Benefits of Horticultural LED Lighting


LED-based horticultural lighting is on the rise. People who will be using this lighting will need education on how to select the optimal fixtures for the projects. Here is your guide to navigating spec sheets and performance calculations for best results.

The future population is estimated to grow to 10 billion by 2050. There are growing concerns about energy, food availability and water for such a high number of people. To produce enough food to feed our fellow human residents and maintain our current water supply, several different practices must be adopted within the agricultural sector. One potential fix to the issue is growing vegetables in water through aquaponics, hydroponics, or aeroponics. LED-based horticultural lighting works as a great companion technology to boost crop production for indoor applications, especially in warehouses which are known as vertical or urban farming in comparison to greenhousing.

These practices utilize at least 90% less water than the irrigation practices used in outdoor agriculture.The 3 water systems are soil-less methods of agriculture that can produce 5× the amount of food in the same area as typical outdoor agricultural methods. With water and food availability possibly being the greatest future challenge facing the human race, these systems will provide relief to those concerns.

The ability to stack the water and lighting systems in shelves allows for an efficient and condensed use of space. Utilizing LED grow lights designed to deliver the right amount of light spectra for each crop, provides more photosynthetic active radiation than what most plants receive from the sun. When equipped with horticultural solid-state lighting, plants reach their maximum photosynthetic potential every day. Growers need to be careful about giving their crop too much of the heat energy that comes with any light source. Periods of no light exposure must be set aside each day for the plants. The reduced heat and the lower electricity operating costs of LEDs have opened a whole new phase in agriculture.

Reaping the economic benefits


These horticultural systems are economically efficient but it does depend on the following factors: type of plant; sales region; and cost of electricity. Indoor farmers can stack leafy greens 4 or 5 high and turn the crops more than once a month. The trans-continental cost of each head of lettuce with diesel fuel is about $0.30, while horticultural SSL can grow the same amount of lettuce for less than $0.15. Fresh, local, and organic vegetables are now more affordable than ever with LEDs.

LED manufacturers and solution providers often look to retrofit existing buildings in regions that have higher-than-average electricity costs. Given that off-peak electricity is in less demand and lower cost than peak power, next-generation indoor farmers will be able to power their LEDs using off-peak electricity and supplement as they need with clearstory natural light during the day and skylights. Having LEDs in remnant warehouses and any of the water-saving systems is a cost-effective way to overcome the challenges of the energy, water, and food security.

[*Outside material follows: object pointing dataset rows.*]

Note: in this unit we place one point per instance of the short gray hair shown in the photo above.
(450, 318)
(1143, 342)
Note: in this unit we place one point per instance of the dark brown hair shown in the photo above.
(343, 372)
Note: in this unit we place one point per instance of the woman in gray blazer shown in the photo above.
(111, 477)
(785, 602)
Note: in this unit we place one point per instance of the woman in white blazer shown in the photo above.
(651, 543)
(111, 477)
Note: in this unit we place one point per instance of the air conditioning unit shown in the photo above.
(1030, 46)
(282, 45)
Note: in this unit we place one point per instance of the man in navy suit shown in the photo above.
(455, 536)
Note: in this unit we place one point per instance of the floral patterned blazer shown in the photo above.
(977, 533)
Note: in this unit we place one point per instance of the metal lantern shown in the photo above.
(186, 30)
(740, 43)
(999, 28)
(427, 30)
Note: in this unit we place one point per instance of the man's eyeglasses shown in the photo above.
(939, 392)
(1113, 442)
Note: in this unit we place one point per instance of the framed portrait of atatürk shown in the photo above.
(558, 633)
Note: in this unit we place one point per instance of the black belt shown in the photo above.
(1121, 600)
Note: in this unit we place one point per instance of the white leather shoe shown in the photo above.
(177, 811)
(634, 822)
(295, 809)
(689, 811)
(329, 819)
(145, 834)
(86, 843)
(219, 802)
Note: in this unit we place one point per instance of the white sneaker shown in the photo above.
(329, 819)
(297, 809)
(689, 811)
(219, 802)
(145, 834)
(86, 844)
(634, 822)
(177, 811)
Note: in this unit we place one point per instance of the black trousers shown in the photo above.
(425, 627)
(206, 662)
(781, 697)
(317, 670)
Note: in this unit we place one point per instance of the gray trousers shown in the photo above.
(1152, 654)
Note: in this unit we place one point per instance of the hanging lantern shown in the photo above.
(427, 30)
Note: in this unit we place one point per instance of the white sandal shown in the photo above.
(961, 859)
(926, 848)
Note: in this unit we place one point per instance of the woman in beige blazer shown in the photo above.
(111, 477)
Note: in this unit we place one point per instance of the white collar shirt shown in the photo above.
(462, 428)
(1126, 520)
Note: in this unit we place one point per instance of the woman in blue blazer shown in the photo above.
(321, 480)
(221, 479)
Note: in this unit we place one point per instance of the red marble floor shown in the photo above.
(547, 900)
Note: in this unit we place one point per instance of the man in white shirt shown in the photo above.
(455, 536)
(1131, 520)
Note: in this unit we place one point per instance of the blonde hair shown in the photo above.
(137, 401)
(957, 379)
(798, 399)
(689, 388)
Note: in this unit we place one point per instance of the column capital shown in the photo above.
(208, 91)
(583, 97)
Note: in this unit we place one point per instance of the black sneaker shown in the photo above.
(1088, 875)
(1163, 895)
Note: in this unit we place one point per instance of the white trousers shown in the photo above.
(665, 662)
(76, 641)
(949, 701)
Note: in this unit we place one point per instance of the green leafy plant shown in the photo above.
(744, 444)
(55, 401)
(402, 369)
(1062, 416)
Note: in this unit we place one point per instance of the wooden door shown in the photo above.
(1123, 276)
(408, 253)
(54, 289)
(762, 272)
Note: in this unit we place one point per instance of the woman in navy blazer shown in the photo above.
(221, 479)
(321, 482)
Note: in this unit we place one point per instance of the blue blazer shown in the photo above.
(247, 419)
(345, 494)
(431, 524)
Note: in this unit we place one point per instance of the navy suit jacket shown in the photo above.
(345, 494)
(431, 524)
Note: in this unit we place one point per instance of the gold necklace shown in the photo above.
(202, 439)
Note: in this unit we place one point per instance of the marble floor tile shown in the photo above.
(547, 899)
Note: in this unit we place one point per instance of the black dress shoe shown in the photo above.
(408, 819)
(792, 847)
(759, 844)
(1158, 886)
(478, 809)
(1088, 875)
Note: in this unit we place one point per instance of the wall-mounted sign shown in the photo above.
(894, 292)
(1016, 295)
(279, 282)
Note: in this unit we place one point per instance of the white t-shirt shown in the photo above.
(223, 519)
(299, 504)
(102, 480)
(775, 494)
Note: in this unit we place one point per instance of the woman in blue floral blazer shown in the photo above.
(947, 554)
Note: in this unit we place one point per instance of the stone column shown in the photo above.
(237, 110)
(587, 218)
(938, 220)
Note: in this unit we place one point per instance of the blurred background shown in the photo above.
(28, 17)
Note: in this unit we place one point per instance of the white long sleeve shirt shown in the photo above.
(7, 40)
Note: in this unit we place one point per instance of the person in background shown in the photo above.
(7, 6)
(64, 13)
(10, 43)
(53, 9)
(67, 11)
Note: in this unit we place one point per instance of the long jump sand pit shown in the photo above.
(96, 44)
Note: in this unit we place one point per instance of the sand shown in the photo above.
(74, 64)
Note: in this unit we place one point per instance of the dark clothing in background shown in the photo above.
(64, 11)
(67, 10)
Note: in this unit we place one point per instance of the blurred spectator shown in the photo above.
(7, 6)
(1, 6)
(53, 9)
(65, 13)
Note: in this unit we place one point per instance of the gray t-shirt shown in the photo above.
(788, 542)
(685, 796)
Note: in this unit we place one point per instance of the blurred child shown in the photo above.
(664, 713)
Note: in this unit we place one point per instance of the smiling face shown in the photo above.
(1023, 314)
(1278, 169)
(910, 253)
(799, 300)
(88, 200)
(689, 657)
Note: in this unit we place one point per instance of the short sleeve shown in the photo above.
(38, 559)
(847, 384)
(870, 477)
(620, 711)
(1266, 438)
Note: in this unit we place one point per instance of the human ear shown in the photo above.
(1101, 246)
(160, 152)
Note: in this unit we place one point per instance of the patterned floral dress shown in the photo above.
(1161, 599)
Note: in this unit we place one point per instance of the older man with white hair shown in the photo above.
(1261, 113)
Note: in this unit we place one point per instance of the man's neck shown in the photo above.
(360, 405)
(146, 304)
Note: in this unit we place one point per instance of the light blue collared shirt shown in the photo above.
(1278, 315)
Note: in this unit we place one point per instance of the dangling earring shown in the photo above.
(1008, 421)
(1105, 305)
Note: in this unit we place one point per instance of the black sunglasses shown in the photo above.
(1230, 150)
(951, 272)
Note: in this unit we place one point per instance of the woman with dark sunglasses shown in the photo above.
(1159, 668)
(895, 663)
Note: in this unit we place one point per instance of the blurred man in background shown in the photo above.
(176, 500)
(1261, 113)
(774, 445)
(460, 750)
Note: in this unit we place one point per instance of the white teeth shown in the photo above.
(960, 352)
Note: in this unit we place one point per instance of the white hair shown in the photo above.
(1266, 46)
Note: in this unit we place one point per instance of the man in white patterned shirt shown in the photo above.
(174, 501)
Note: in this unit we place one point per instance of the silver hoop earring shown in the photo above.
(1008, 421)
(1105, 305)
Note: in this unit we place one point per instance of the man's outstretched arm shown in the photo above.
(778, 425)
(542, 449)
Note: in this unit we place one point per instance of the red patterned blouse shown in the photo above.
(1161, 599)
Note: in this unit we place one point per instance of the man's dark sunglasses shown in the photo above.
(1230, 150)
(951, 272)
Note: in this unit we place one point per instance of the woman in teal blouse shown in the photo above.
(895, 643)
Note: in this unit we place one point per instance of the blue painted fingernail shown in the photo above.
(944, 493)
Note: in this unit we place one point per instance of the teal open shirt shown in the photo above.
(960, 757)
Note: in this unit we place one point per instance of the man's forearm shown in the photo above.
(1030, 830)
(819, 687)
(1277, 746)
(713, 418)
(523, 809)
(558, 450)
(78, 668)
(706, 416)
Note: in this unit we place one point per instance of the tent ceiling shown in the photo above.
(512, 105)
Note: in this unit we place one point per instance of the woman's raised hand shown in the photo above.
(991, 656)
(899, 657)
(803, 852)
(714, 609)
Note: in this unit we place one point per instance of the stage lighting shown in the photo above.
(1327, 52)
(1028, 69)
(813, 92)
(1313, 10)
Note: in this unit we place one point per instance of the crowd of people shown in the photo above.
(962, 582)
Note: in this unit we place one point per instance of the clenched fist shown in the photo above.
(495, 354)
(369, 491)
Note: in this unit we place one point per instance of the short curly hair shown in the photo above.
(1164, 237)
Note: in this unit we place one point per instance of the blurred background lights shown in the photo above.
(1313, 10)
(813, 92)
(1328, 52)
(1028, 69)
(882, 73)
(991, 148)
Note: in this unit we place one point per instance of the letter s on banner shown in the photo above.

A guide to buying grow lights


Finding the right grow light for your horticulture project can be a difficult and daunting task. Units of measurement such as wavelength, wattage, PAR, lumens, micromoles, and photosynthetic photon flux density commonly lead to misconceptions over the quality and efficiency of a grow light.

Navigating specification sheets. Lumens are a common unit of measurement in lighting spec sheets. The problem with lumens is that they are measure of responsivity by the human eye to various energy wavelengths.

Understanding the correct color of the lighting is a crucial aspect for anyone looking to take a horticulture venture. Whether you are looking for a wavelength combination, full spectrum, or a specific wavelength, having the right color is essential for optimal growth in plants.

When deciding on horticultural lighting another factor is wattage and comparing it. A fixture with a higher wattage does not necessarily mean it is more powerful and beneficial when used for horticulture applications.

STEM factors into leading-edge agriculture


With the lighting, students can learn about how different wavelengths are optimal for photosynthesis for different plants. They can also build their own systems from scratch, which forces them to understand how the water will flow, maintaining pH and water temperature, and monitoring the electrical conductivity rating which reveals how much fertilizer salts are in the water. These experiments will be highly engaging for students and will provide a great way to better understand the science behind these agricultural systems.

Produce grown in-house at educational facilities using indoor agricultural systems that leverage LED horticultural lighting could deliver both a learning opportunity and improved nutrition on campus for students.

Children are becoming more susceptible to becoming overweight and obese, and it is imperative for students to have healthier options available. By having an agricultural system placed in a school, fresh vegetables can be readily available to students. This will make it much more likely for adolescents to include vegetables in their daily diets since they could be working directly with them in a consistent manner. The systems need to be put to use in schools because of the combination of better nutrition and a more engaged science curriculum.